Thu 3 Aug 2006
I’ve gotten a bit behind in postings here, but it has been busy. Diane, Sarah and Zach packed up and said goodbye to Aizu-Wakamatsu and we all got on the train to Kyoto. But on the first leg of the trip, our train stopped a station or two outside of Koriyama, where we were supposed to connect with the bullet train (shinkansen) to Kyoto. We waited, and there were a few announcements, which (of course) we couldn’t understand.
We tried to get some nearby passengers to help us understand what was going on, to no avail. But since no one was moving, I figured we would wait, too. Outside a saw a woman in an HP t-shirt and jeans who looked like a reasonable prospect as an English-speaker. It turns out she was from the Philappines and did speak English! It turns out there was a problem with the signal lights and it would be a while. No telling how long. By then we had missed the train connection and were getting agitated.
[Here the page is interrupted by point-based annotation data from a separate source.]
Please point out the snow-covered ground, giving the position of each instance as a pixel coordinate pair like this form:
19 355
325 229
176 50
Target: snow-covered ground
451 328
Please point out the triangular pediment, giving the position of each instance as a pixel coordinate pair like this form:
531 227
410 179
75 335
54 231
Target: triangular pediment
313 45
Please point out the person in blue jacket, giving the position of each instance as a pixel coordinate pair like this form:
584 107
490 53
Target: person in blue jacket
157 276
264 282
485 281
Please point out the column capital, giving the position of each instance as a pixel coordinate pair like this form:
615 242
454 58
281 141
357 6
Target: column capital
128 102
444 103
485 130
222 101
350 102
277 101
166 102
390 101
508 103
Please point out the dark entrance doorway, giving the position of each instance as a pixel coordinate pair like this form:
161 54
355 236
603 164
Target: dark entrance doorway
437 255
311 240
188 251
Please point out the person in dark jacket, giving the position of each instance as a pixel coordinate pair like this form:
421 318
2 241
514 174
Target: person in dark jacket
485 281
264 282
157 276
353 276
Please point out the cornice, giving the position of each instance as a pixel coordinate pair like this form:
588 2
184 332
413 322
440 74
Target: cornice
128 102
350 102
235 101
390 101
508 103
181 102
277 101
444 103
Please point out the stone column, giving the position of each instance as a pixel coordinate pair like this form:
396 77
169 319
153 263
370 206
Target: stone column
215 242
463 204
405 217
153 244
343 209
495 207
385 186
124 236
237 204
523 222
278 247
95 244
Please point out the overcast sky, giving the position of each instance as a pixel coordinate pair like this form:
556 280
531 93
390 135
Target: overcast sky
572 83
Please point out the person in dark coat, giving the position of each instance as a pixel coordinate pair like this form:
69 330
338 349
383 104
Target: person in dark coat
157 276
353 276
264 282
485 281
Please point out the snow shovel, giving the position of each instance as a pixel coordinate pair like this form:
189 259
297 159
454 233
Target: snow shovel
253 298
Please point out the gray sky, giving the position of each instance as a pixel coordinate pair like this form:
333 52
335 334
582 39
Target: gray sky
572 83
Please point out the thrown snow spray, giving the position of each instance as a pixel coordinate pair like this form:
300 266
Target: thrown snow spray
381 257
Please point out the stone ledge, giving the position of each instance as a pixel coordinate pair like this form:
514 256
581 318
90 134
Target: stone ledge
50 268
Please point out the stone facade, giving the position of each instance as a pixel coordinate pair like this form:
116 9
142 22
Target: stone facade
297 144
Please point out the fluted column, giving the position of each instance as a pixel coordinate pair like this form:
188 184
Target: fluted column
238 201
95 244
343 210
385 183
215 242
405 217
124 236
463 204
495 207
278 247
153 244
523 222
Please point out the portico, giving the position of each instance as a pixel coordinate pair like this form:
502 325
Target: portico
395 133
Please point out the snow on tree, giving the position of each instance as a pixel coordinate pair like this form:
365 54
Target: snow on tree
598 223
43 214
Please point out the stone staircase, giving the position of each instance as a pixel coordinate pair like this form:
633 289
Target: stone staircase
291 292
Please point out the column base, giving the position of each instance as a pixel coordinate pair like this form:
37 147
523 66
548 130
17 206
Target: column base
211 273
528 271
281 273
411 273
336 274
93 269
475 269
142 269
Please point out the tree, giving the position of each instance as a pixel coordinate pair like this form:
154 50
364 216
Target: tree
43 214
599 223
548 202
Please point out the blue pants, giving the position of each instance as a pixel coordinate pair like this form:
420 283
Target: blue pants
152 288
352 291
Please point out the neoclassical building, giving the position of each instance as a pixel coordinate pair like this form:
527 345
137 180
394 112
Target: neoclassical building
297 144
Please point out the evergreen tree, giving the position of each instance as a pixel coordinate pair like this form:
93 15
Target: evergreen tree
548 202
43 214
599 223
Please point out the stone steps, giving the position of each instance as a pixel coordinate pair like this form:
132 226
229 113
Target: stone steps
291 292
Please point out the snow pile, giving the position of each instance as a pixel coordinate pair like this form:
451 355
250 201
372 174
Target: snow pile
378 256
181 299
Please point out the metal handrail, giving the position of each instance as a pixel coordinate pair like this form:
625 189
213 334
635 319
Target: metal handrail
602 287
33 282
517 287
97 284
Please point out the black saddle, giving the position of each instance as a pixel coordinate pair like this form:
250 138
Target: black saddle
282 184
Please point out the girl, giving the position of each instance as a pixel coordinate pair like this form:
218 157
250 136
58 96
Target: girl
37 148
Next a man in a uniform and a white hard helmet came on board the train, spoke quickly, bowed and left. No one flinched, groaned or moved. I went back to the HP woman and asked her what it all meant. Seem they were arranging busses for us to get to Koriyama. “Why isn’t anyone moving off the train I asked?” She didn’t know. I went back inside, grabbed our bags and headed into the station. I looked over my shoulder and saw that we were leading a line of Japanese. We quickly decided to grab a cab and spend the $50 to get to Koriyama and try to get new tickets to Kyoto. A quick frenzy in the Japan Rail ticket office in Koriyama and we were bounding up the stairs to our train. Except we were on the wrong platform and in the wrong train. Another mad dash across the train station and we made it onto the correct (but inexplcably empty) bullet train to Tokyo. A brief change in Tokyo and we were in Kyoto only and hour or two behind schedule.